Hold the Obituary Please – Mark DeRosa
As I sit here today, icing my left wrist, I’m in two places.
On the one hand, I’m not willing to buy into stories that say this is a career-ending injury. On Wednesday, I’ll see the doctor in Cleveland who did the original surgery. When I talked to him on the phone, he seemed pretty optimistic. He said he’s seen this happen before with the kind of surgery I had. More surgery is not necessarily the answer. So I’m pretty encouraged.
And what people might not understand is that even though I’m 36, I was just a spot player for the first five years of my career. I had a total of maybe 500 to 600 at-bats, which is what most full-time players have in one season. So I have a lot of swings left in my arms and hands.
On the other hand, I’m a realist. I know now that my wrist was the reason I was 0-for-23 since coming off the DL. My left wrist and hand are the keys to my hitting. I’m not a top-hand guy who tries to pull everything.
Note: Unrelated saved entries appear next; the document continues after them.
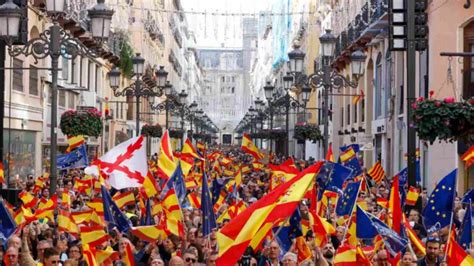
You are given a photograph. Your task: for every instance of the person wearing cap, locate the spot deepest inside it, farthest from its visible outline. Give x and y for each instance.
(433, 245)
(290, 259)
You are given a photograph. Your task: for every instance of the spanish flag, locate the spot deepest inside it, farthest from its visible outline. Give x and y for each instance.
(93, 235)
(249, 147)
(166, 163)
(66, 224)
(124, 199)
(280, 203)
(149, 233)
(468, 157)
(376, 172)
(188, 150)
(74, 142)
(412, 196)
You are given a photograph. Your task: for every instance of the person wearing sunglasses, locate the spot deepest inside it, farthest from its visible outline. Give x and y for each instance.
(51, 257)
(433, 248)
(190, 257)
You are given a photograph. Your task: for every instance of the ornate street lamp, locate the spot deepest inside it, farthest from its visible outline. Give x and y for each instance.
(54, 42)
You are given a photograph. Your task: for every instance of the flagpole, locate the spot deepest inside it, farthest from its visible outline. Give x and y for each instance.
(452, 218)
(350, 217)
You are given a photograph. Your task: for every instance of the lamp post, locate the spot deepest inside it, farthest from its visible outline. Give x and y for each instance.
(325, 78)
(54, 42)
(138, 89)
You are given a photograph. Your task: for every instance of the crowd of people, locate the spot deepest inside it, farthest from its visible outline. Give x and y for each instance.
(42, 242)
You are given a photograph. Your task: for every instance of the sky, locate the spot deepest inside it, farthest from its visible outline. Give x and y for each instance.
(215, 30)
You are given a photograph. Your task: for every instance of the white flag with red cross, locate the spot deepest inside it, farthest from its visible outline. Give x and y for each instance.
(125, 165)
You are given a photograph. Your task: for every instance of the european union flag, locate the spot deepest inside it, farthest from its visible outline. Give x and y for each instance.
(176, 181)
(7, 224)
(364, 227)
(354, 165)
(438, 211)
(465, 239)
(345, 203)
(285, 234)
(75, 159)
(208, 217)
(468, 197)
(393, 242)
(112, 213)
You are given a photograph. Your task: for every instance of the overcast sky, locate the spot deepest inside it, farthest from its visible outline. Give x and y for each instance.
(213, 30)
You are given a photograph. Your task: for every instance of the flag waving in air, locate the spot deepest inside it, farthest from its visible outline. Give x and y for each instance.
(249, 147)
(125, 164)
(166, 163)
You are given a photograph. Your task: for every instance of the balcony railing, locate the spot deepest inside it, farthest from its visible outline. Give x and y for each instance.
(366, 24)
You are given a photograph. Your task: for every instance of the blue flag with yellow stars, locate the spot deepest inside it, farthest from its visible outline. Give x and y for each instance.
(364, 227)
(345, 203)
(438, 211)
(465, 239)
(208, 216)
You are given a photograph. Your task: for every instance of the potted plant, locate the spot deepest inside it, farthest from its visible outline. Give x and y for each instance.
(88, 123)
(154, 131)
(445, 120)
(305, 132)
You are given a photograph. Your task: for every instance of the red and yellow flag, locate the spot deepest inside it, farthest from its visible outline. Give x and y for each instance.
(93, 235)
(66, 224)
(249, 147)
(468, 157)
(150, 233)
(166, 163)
(457, 255)
(235, 236)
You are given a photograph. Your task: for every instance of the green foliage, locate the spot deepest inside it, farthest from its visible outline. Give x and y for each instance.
(154, 131)
(445, 120)
(307, 132)
(126, 55)
(88, 123)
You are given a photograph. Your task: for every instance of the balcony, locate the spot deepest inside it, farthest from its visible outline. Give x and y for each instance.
(368, 23)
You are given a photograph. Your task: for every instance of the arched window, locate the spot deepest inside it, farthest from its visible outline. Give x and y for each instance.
(378, 86)
(468, 84)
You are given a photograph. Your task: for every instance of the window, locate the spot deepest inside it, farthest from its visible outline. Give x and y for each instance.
(71, 100)
(378, 88)
(17, 74)
(468, 79)
(342, 116)
(65, 69)
(62, 98)
(362, 111)
(348, 114)
(355, 112)
(33, 88)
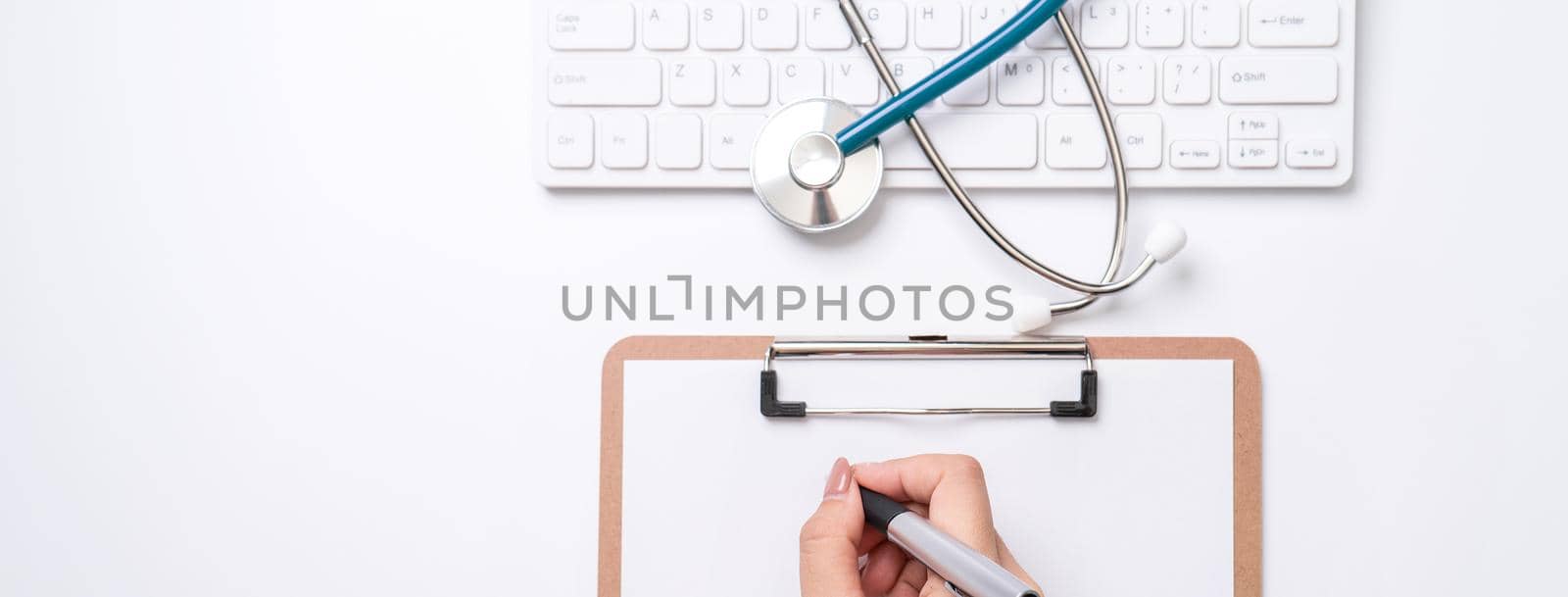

I try to swing through the ball and drive it up the middle. But I could feel my top hand totally taking over. Which is why I was rolling a lot of balls to third. And why I wasn’t getting around on fastballs, a problem I’ve never had.
The crazy-making part was that I had no pain. So I didn’t think it was the wrist. I walked into Bochy’s office two weeks ago and asked him to trust me and play me and give me a shot to prove myself. As the 0-fers mounted, I’d go home or the hotel and try to figure out what was wrong. . I hardly got the ball out of the infield. I had noticed something off in batting practice. I’d hit balls and it would feel the same as always but the balls were landing 20 feet in front of where they usually did.
Even after 23 at-bats without a hit, I continued to chalk it up to being rusty.
Until the burst of pain in Los Angeles last Wednesday.
So the big question for my doctor is: What are the chances that I’ll play again at the level I’m accustomed to playing?
If he says I could be a contributing player if I spent the next year rehabbing, I would do it, even though I know it would be emotionally tough to sit out another season. And I’m cognizant of the possibility that I could be doing long-term damage to my wrist if I keep playing. I don’t want to end up, down the road, unable to play catch with my son or golf with my friends.
But I love this game. I love being on this team with these guys. When I came off the DL earlier this season, the team was struggling a little bit. Someone said to me, “Glad you’re coming back. They really need you.’’
I laughed and shook my head.
“I need them,’’ I said, “way more than they need me.’’
Thanks for all the support and kind words.